We are not compelled to determine the degree of negligence, if any, arising out of Willy's alleged violation of § 732.18 because a more basic rule of law applies. Assuming (without deciding) such violation would ordinarily be negligence per se or prima facie negligence, those concepts are in conflict with the enlightened rule that conduct of children is to be measured, not by adult standards, but the standard of reasonable behavior in children of similar age, intelligence and experience. We have long recognized this standard. Giarratano v. Weitz Company, 259 Iowa 1292, 147 N.W.2d 824 (1967); McKiddy v. Des Moines Electric Co., 202 Iowa 225, 206 N.W. 815 (1926). In these cases where the two principles collide--where statute and child meet--the better reasoned decisions hold a child is not to be charged with negligence per se even though his conduct may involve violation of a statute which relating to an adult would require application of that rule. Brown v. Connolly, 206 Cal.App.2d 582, 24 Cal.Rptr. 57 (1962); Fightmaster v. Mode, 31 Ohio App. 273, 167 N.E. 407 (1928); Simmons v. Holm, 229 Or. 373, 367 P.2d 368 (1961); Rudes v. Gottschalk, 159 Tex. 552, 324 S.W.2d 201 (1959); Morby v. Rogers, 122 Utah 540, 252 P.2d 231 (1953); 57 Am.Jur.2d, Negligence § 375, p. 779--780; 65A C.J.S., Negligence § 146(1), p. 181 n. 68.5. We are not confronted here with the question whether this principle should apply when the child has engaged in what is usually considered an adult activity, such as flying an airplane or driving an auto. In such case there is strong authority that public policy outweighs those considerations which ordinarily require a separate standard of care for a minor. W. Prosser, Law of Torts § 32, pp. 156--157 (4th ed. 1971); 2 Restatement (Second) Torts § 283A, comment c at 16.

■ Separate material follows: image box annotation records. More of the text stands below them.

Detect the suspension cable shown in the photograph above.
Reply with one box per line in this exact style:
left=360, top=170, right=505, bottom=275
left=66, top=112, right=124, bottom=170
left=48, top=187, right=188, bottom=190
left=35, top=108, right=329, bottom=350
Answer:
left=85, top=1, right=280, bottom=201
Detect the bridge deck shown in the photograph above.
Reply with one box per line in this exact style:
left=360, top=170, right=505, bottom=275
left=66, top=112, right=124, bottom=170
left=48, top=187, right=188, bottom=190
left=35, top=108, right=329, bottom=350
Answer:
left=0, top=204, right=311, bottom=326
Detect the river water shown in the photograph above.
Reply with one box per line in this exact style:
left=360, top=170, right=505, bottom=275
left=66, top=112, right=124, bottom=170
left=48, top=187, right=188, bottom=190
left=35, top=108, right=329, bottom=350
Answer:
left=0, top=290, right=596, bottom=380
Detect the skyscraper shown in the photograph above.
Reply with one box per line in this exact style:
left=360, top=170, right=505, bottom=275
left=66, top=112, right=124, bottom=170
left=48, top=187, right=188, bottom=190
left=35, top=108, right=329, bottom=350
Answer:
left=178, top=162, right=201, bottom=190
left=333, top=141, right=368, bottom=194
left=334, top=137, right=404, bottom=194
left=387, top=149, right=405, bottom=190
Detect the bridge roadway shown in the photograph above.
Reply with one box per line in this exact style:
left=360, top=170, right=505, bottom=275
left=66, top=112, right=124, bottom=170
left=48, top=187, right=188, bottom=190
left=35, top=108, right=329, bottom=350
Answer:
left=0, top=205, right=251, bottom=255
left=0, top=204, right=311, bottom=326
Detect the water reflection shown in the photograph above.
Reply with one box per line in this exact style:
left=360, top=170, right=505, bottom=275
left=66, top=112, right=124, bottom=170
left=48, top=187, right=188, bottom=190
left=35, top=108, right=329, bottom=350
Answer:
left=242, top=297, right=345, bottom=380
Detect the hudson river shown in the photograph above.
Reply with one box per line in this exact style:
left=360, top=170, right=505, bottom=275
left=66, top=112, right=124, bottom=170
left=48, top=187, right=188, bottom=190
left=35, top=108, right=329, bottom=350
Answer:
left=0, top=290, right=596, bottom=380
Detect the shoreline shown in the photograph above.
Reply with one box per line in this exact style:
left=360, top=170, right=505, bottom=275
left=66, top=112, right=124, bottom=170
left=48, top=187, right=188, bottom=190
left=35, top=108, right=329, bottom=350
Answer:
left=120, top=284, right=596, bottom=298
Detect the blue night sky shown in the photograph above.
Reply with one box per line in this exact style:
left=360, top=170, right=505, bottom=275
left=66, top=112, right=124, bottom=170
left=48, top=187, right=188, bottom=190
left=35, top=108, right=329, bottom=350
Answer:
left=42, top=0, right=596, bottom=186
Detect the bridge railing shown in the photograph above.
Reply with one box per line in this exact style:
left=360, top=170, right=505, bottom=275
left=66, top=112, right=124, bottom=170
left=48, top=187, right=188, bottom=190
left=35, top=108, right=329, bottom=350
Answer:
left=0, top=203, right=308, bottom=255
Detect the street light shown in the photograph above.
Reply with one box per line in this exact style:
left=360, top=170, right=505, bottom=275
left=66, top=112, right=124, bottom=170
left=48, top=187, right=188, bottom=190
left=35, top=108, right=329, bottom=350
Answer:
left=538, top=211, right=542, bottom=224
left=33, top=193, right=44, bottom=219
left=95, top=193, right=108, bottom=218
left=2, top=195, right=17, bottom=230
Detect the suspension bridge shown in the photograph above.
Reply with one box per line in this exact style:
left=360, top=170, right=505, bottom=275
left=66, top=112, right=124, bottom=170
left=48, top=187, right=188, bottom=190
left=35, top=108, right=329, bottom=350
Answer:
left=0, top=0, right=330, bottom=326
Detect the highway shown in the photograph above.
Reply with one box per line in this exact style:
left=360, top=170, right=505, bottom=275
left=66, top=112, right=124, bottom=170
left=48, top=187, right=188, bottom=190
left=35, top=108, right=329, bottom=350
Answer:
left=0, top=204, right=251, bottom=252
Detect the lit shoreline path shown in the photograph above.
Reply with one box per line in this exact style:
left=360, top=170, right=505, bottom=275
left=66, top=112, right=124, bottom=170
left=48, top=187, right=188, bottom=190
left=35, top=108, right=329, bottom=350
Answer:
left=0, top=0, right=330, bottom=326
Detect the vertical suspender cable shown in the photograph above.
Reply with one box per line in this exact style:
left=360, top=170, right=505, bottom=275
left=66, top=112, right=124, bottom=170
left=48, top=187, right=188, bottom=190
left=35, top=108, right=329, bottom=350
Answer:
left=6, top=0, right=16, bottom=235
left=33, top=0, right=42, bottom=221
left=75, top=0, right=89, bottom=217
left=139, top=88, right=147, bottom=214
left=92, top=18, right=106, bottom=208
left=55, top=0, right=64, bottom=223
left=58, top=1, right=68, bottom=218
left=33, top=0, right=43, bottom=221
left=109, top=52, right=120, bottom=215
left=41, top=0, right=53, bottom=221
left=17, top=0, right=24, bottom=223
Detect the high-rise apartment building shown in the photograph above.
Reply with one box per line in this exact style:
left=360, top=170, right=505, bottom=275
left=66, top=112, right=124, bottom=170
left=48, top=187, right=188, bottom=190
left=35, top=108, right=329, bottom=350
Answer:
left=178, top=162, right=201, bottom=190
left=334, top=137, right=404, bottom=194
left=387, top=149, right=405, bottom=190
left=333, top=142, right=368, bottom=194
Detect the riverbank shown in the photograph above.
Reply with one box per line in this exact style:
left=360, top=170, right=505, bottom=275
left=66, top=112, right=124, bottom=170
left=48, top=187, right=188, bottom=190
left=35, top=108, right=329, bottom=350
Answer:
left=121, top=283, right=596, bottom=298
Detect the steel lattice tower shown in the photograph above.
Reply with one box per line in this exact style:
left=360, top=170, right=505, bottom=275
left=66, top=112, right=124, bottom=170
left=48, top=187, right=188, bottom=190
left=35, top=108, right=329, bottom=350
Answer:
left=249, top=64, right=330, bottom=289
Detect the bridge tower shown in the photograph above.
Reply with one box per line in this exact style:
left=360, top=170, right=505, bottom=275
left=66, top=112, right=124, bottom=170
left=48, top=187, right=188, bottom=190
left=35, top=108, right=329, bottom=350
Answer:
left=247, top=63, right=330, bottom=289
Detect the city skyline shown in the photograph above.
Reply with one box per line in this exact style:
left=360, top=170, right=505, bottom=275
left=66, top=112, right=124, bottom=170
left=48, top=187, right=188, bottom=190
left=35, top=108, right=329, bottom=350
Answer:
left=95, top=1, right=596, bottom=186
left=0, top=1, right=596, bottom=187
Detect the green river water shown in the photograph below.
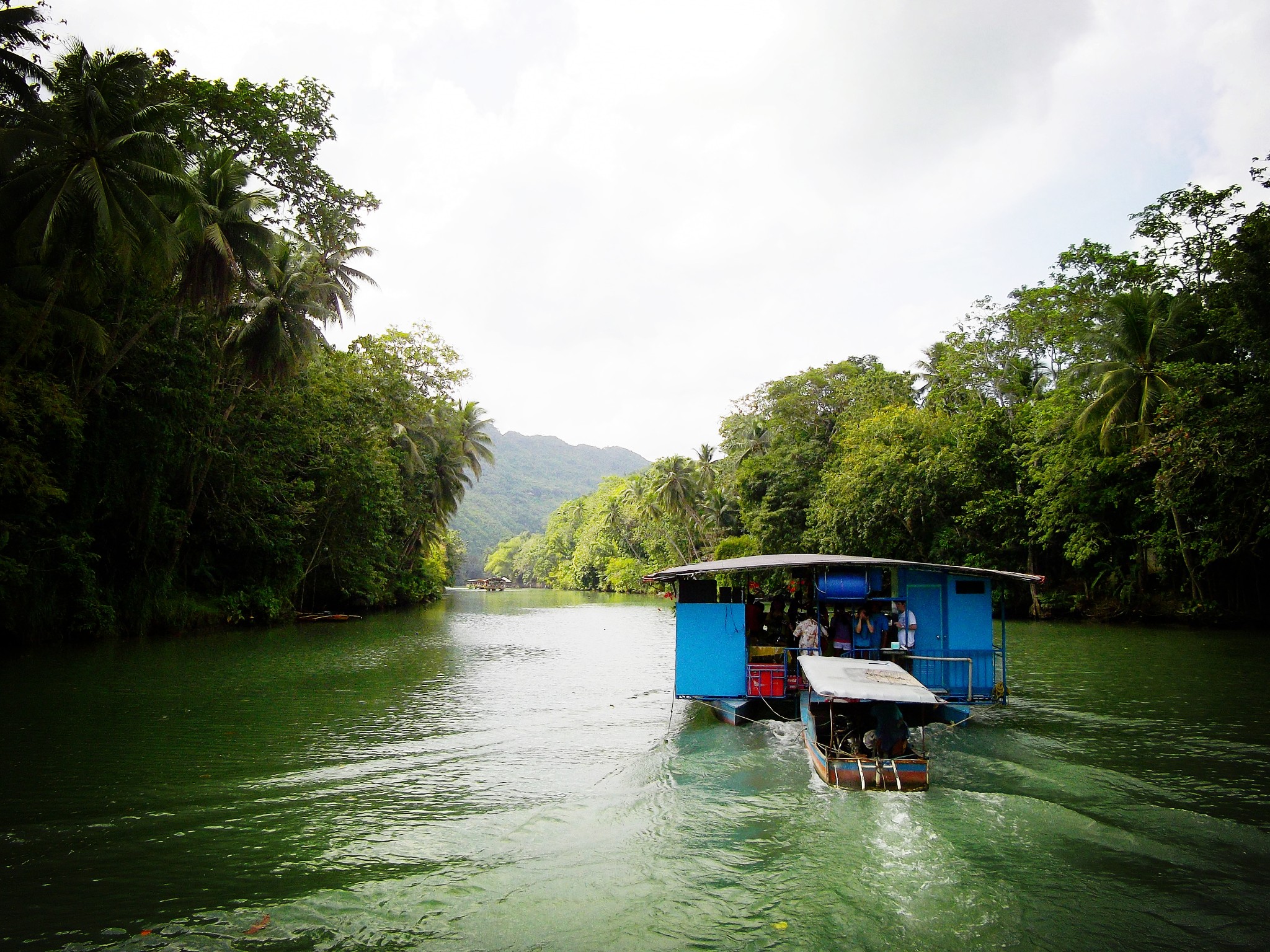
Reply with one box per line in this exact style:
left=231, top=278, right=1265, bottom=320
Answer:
left=0, top=591, right=1270, bottom=951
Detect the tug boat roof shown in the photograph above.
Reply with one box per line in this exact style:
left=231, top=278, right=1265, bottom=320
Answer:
left=644, top=553, right=1046, bottom=584
left=797, top=655, right=940, bottom=705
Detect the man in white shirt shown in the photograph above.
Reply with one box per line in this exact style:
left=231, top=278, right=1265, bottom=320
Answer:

The city concedes had Willy been age 13, our established standard creating a rebuttable presumption of freedom from contributory negligence would have carried his case to the jury. Lenth v. Schug, 226 Iowa 1, 281 N.W. 510, 287 N.W. 596 (1938); Johnston v. Delano, 175 Iowa 498, 154 N.W. 1013 (1915). Here the trial court instructed the jury Willy's conduct was to be viewed in light of his age, experience, maturity or immaturity of his judgment, his education and general situation in life and what would be expected of an ordinary person of that age and experience. The same instruction told the jury it was unlawful to use or explode fireworks without a permit, and if Willy violated this law such violation would constitute contributory negligence. Defendant made no objection to that instruction, which was more...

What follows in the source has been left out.